Allie was waiting for him at the brook ford.
“Oh, it was gone!” she cried.
“Allie, I couldn’t find the place. Come, ride back and let me walk beside you.... We’ll have fun telling Larry and Slingerland.”
“Neale, let me tell them,” she begged.
“Go ahead. Make a strong story. Larry always had leanings toward gold-strikes.”
And that night, after supper, when the log fire had begun to blaze, and all were comfortable before it, Allie glanced demurely at Larry and said:
“Reddy, if you had known that I was heiress to great wealth, would you have proposed to me?”
Slingerland roared. Larry seemed utterly stricken.
“Wealth!” he echoed, feebly.
“Yes. Gold! Lots of gold!”
Slingerland’s merry face suddenly grew curious and earnest.
Larry struggled with his discomfiture.
“I reckon I’d done thet anyhow—without knowin’ you was rich—if it hadn’t been fer this heah U. P. surveyor fellar.”
And then the joke was on Allie, as her blushes proved. Neale came to her rescue and told the story of Horn’s buried gold, and of his own search that day for the place.
“Shore I’ll find it,” declared Larry. “We’ll go to-morrow....”
Slingerland stroked his beard thoughtfully.
“If thar’s gold been buried thar it’s sure an’ certain thar yet,” he said. “But I’m afraid we won’t git thar tomorrow.”
“Why not? Surely you or Larry can find the place?”
“Listen.”
Neale listened while he was watching Allie’s parted lips and speaking eyes. A low, whining wind swept through the trees and over the roof of the cabin.
“Thet wind says snow,” declared the trapper.
Neale went outside. The wind struck him cold and keen, with a sharp edge to it. The stars showed pale and dim through hazy atmosphere. Assuredly there was a storm brewing. Neale returned to the fire, shivering and holding his palms to the heat.
“Cold, you bet, with the wind rising,” he said. “But, Slingerland, suppose it does snow. Can’t we go, anyhow?”
“It ain’t likely. You see, it snows up hyar. Mebbe we’ll be snowed in fer a spell. An’ thet valley is open down thar. In deep snow what could we find? We’ll wait an’ see.”

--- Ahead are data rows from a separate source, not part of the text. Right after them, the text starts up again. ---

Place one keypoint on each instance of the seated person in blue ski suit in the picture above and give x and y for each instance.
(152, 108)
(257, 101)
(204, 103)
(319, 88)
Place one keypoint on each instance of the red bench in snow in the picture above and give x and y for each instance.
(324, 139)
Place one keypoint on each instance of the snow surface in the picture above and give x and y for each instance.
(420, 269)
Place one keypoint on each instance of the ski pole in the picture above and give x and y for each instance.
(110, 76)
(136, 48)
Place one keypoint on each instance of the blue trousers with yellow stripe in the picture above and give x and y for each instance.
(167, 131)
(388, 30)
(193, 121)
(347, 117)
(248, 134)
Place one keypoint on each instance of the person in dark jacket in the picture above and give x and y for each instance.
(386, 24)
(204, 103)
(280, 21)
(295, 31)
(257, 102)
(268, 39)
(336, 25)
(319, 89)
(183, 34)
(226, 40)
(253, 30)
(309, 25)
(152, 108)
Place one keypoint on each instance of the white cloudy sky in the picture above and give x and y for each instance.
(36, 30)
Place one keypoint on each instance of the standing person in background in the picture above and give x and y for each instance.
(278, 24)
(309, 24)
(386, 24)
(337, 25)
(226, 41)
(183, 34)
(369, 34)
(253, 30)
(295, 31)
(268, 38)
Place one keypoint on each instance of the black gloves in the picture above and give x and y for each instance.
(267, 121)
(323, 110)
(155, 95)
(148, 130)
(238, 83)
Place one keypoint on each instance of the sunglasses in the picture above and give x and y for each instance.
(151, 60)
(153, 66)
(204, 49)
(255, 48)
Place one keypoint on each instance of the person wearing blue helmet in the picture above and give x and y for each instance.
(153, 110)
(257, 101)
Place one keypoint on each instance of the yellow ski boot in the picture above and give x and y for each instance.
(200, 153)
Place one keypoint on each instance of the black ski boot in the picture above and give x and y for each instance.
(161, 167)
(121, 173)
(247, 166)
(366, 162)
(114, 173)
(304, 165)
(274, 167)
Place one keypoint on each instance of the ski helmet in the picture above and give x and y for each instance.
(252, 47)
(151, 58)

On the morrow a storm raged and all was dim through a ghostly, whirling pall. The season of drifting snow had come, and Neale’s winter work had begun.
Five miles by short cut over the ridges curved the long survey over which Neale must keep watch; and the going and coming were Neale’s hardest toil. It was laborsome to trudge up and down in soft snow.
That first snow of winter, however, did not last long, except in the sheltered places. Fortunately for Neale, almost all of his section of the survey ran over open ground. But this fact augured seriously for his task when the dry and powdery snow of midwinter began to fall and sweep before the wind and drift over the lee side of the ridge.